It seems painfully cliched to describe Shakespeare’s work as timeless, but there’s really no other way to say it. Julius Caesar is a play that feels achingly relevant to our contemporary political climate, which is no doubt why it seems to be enjoying a revival with modern productions at the RSC, The Bridge and in New York. Recent events such as Brexit and the election of Donald Trump have caused us to call into question the political status quo, as the global liberal order that has been in place since the end of the Cold War seems to be crumbling from within. Although these developments may seem earth-shattering to us, in the grand scheme of history there is nothing fundamentally new about them. Immediately following Caesar’s assassination Shakespeare has Brutus say:
“How many ages hence
Shall this our lofty scene be acted over
In states unborn and accents yet unknown!”
It seems that here Shakespeare was referencing not just the notoriety of the specific act of Caesar’s assassination but also how history is doomed to repeat itself. In Julius Caesar Shakespeare portrays democracy as a broken system, in which the political elites are out of touch with a wider population that is vulnerable to abuse by demagogues wielding false promises. He also poses the question of how far one should go for their beliefs in such times of great upheaval? His protagonist Brutus kills a great man, estranges his wife and brings about a civil war in his efforts to uphold the Roman Republic. Although Brutus’ motives may have been pure, his attempt to achieve them through murder directly precipitate the fall of the republic and the loss of everything he holds dear.
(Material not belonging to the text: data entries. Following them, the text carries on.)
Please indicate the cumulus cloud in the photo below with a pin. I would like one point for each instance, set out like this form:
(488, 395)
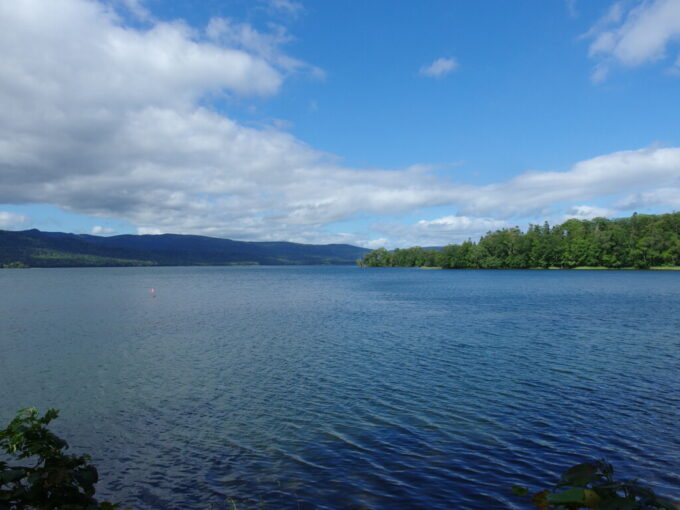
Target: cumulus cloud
(266, 45)
(440, 231)
(287, 7)
(667, 197)
(631, 36)
(107, 120)
(13, 221)
(440, 67)
(588, 212)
With characters this complex and nuanced, staging a production that is directly allegorical to current political events seems misguided. A recent production at New York’s Public Theatre drew controversy for depicting Caesar as a blonde-haired, orange-skinned loudmouth, alongside a glamorous Eastern European Calpurnia. For me such productions are not only painfully unsubtle, but also undermine what makes the story of Caesar’s assassination and it’s aftermath so compelling, the fact that no side was clearly right or wrong. Therefore, I hope that my modern version of Julius Caesar will invite the audience to draw their own parallels between the play and current affairs, rather than imposing any one interpretation on them.
Apart from the depiction of Rome as a modern democracy rather than a classical one, I have made no fundamental changes to the play. One great advantage of the play’s modern setting is that it has allowed me to cast it almost entirely gender-blind, as female politicians and soldiers are now far more common than they would have been in ancient Rome. Only two of the play’s many characters were specifically meant to be female, Portia and Calpurnia, and both find themselves marginalised by a patriarchal system that is sadly yet to be fully dismantled today.
Julius Caesar is a play with an epic scale, but luckily, I have been blessed with an extremely talented and enthusiastic production team, technical team, and cast who have proven themselves more than up to the challenge. I hope that you enjoy the fruits of their labours!
‘Julius Caesar’ is on at 7.30pm, 25th-27th December at The Assembly Rooms Theatre.